This post originally appeared on Orphan Road.

A couple of months back daijimin at STB and I went back and forth
over Vancouver’s proposal to become a real-estate developer. At the time I argued that it was illegal because TIF is barred in our state constitution. Daijimin said, in response, that “if it’s illegal, we might as well go ahead with the even shadier plan of buying the land with eminent domain, building light rail then selling it after the prices go up. That way you capture all of the gains.”

Well, now that more details of the plan have emerged, I think daijimin may have been on to something: Translink has, it seems, gone with the “shadier” approach.

The nickel version of the idea is this: Translink needs funding to build new rail lines, and they know that the property around the stations is going to be in demand, so why not go the extra step and develop the property yourself and use that money to finance the project? It’s certainly more attractive than more property or sales taxes.

There are a couple of problems…

The first is eminent domain. Giving a property developer that kind of power sounds like a recipe for a massive conflict of interest. Already Translink is saying that the only way to reall make it work is to buy the property on the sly:

To build three rapid transit lines in a decade, TransLink will need to secure high-density zoning from municipalities to feed ridership and create opportunities to profit from the real estate appreciation, Jacobsen explained.

To acquire the land cheaply and beat out developers and speculators, TransLink will have early discussions about alignments and station locations and then quickly and quietly buy the land where stations are to be built.

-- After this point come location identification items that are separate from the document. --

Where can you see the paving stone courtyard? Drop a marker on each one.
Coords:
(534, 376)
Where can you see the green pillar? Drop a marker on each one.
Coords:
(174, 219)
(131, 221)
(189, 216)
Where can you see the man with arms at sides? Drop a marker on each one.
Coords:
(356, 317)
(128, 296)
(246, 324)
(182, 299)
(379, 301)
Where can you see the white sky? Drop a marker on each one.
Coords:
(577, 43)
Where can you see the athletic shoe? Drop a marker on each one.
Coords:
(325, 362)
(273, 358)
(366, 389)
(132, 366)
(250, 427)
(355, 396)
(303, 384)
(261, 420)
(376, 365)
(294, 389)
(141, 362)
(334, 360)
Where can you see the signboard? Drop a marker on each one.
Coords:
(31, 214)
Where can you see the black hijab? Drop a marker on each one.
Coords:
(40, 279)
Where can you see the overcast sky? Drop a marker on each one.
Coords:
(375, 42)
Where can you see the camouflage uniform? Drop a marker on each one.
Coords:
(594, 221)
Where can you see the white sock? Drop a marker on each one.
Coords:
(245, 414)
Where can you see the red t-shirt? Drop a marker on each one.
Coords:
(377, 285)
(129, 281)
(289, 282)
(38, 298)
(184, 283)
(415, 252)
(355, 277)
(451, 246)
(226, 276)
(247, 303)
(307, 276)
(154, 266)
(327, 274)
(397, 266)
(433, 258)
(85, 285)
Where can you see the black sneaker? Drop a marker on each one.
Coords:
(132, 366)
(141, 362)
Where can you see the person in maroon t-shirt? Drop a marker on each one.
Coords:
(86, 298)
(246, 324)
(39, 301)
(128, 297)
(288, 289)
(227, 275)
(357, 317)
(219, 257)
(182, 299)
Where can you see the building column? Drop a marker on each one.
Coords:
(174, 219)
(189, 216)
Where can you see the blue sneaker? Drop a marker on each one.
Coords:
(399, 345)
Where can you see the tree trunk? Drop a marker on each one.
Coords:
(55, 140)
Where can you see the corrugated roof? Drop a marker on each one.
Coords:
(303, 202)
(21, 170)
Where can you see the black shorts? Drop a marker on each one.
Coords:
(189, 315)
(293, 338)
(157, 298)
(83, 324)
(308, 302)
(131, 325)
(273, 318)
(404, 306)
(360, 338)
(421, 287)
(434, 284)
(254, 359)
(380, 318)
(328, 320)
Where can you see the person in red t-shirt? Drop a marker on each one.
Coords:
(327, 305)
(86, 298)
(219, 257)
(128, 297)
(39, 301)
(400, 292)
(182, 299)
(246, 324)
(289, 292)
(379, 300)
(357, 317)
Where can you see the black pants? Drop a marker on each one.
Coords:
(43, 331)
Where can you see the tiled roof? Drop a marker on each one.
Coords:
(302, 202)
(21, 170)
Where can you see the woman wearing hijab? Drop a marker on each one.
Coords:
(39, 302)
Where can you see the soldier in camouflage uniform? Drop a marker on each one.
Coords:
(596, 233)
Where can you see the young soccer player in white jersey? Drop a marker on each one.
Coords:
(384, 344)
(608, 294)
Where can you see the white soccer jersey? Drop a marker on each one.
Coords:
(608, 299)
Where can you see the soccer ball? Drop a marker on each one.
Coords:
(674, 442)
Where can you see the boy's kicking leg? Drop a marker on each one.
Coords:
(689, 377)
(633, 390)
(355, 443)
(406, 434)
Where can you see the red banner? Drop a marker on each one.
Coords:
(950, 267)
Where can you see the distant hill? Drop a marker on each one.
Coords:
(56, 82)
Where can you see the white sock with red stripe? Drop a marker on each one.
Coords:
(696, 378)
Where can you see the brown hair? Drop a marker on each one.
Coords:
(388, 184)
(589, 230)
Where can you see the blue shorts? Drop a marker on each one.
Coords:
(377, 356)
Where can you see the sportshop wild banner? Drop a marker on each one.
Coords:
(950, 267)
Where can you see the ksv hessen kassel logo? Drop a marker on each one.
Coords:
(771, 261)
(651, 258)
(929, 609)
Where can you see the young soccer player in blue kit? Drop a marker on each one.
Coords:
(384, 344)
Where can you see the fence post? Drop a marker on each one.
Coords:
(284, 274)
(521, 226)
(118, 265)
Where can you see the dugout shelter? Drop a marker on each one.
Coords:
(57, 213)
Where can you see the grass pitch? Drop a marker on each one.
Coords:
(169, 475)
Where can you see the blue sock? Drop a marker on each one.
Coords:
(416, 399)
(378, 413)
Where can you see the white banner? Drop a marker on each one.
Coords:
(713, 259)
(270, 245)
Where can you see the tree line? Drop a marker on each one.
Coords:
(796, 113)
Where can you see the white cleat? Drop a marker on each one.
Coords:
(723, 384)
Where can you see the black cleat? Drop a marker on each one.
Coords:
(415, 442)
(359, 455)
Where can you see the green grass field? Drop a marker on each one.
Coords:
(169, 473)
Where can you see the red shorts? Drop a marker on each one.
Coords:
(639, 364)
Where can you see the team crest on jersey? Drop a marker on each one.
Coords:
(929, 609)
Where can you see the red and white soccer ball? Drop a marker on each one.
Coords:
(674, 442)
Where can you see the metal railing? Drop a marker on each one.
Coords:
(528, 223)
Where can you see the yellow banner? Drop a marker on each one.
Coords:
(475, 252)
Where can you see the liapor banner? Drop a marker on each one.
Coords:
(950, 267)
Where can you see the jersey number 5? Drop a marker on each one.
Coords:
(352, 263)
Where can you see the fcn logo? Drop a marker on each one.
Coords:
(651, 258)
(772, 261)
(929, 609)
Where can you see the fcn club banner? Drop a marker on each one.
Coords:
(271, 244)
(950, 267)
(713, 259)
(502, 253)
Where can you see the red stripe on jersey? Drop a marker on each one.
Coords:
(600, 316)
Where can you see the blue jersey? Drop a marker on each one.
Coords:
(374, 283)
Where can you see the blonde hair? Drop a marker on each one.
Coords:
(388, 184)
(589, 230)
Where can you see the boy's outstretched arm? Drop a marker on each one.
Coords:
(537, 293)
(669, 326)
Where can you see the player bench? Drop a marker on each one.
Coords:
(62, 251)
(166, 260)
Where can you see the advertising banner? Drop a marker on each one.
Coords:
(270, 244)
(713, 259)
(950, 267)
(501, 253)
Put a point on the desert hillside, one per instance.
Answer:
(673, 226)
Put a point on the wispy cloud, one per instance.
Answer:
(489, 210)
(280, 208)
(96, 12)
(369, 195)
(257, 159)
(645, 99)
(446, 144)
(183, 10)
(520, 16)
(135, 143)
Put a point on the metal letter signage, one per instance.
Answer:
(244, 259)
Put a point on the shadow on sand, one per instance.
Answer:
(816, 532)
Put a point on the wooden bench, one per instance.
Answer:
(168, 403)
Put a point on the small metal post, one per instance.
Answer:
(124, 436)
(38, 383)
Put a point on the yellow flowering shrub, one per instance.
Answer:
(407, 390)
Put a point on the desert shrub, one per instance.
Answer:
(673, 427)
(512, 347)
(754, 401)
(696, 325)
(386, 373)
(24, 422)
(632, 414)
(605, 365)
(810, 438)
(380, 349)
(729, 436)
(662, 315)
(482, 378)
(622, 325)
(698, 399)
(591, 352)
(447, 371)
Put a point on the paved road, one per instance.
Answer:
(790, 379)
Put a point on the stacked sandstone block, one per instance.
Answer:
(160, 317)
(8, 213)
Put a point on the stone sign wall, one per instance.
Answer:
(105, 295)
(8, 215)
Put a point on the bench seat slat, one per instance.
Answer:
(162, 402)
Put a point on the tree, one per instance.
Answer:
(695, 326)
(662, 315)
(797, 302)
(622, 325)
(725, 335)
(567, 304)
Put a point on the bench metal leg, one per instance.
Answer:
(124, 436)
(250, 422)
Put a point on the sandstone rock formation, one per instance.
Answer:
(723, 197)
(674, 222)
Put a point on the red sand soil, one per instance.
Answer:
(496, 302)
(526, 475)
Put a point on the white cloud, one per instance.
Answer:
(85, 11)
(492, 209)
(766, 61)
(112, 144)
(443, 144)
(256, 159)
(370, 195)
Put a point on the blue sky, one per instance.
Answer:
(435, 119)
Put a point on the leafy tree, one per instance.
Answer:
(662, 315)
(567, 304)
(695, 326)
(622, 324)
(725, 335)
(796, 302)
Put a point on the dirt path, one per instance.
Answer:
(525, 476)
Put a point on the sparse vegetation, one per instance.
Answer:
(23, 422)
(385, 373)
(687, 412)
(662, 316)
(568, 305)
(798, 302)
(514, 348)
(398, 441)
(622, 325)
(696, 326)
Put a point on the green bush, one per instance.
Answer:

Shady! Especially if, as a government agency they have access to the records about property transactions that private developers don’t have.

The second issue is that property development is itself a risky business. I know that Vancouver (and Cascadia generally) is supposed to be The Land Of Eternally Rising Property Value, but reality doesn’t work that way. Developers go belly-up all the time. Do we really want the trains to stop running if the real-estate market tanks?

Now, Vancouver’s planners are hella smart and I wouldn’t be surprised if they’ve thought of these things. Or maybe it’s just different in Canada and the idea of giving a government agency that much power doesn’t make anyone sweat. After all, they’ve already done it in Hong Kong, apparently.

But if we’re looking for a potential solution for our own fair city, it seems like a LID is a safer, more reliable revenue stream, but one that effectively accomplishes the same thing. Of course, a LID requires all the property owners to approve. Even in South Lake Union, where the vast majority of the property is held by a single owner who was in favor of the tax, there was significant opposition from some property owners.

In short: there are no free lunches!